Saturday, July 25, 2020

The Dangers of Stating Assumptions on Twitter


Tom King is a skilled writer, great guy, and my friend on Facebook. That said, I'm not beyond pointing-out when my friends make a mistake. Tom King made a mistake and got some egg on his face for it. Basically, he has that, "Rorschach," comic coming out and skilled illustrator Jae Lee was hired by DC to do a snazzy variant cover for it. Tom King expressed his displeasure about this on Twitter because he knew Jae Lee had done some covers for people associated with Comicsgate and was therefore assumed to be sympathetic to that group (despite the fact Jae Lee is Korean and Comicsgate is pretty alt-right & lilly-white). Tom King publically called-out Jae Lee for being with a hate group, and this would be fine...except Jae Lee had never even heard of Comicsgate.

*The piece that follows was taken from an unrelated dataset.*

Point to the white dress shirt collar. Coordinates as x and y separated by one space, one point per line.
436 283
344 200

Jae Lee doesn't have Twitter. He apparently is not even on the internet that much and I read (then confirmed) he actually still has an @aol.com email, that is how little he does with tech. The man is an amazing artist but is not really plugged-in to the digital World in the same way many of us are. He would sometimes get emails from people asking him to draw them a cover and he figured it was a gig, so he drew what they asked. If it happened to be a dumbass cybernetic frog created by the monstrous Ethan Van Sciver, Jae Lee had no clue it was related to a hate group, somebody just paid him to draw a stupid frog for a comic that seems like it'll never be coming out anyways (keep scamming your followers, Ethan, they don't seem to mind). Those of us who use social media hear about these things, but if you're relatively disconnected from it all as Jae Lee is, it is understandable you'd be surprised to hear someone was calling you out on a social media platform you don't even use for supporting a hate group you had no idea existed.
One of Jae Lee's Cyberforg covers he made in the past before learning it was for a hate group.
Tom King later tweeted out he had spoken to Jae Lee, Lee did not support hate in any way, and it was, "The best possible outcome." I kind of disagree with that last statement. If King were upset about someone he thought represented Comicsgate had involvement in his works he could have first privately reached-out to DC, or even Lee so he could have been told Lee had zero involvement with the organization beyond drawing some covers before he knew they were a marginalized hate group. Then this would have not blown-up all big and threatened to make Jae Lee look really bad when he's just a nice guy and fantastic artist who avoids social media and its scandals. I just hope King at least apologized to Lee for this as it was so awkward to witness.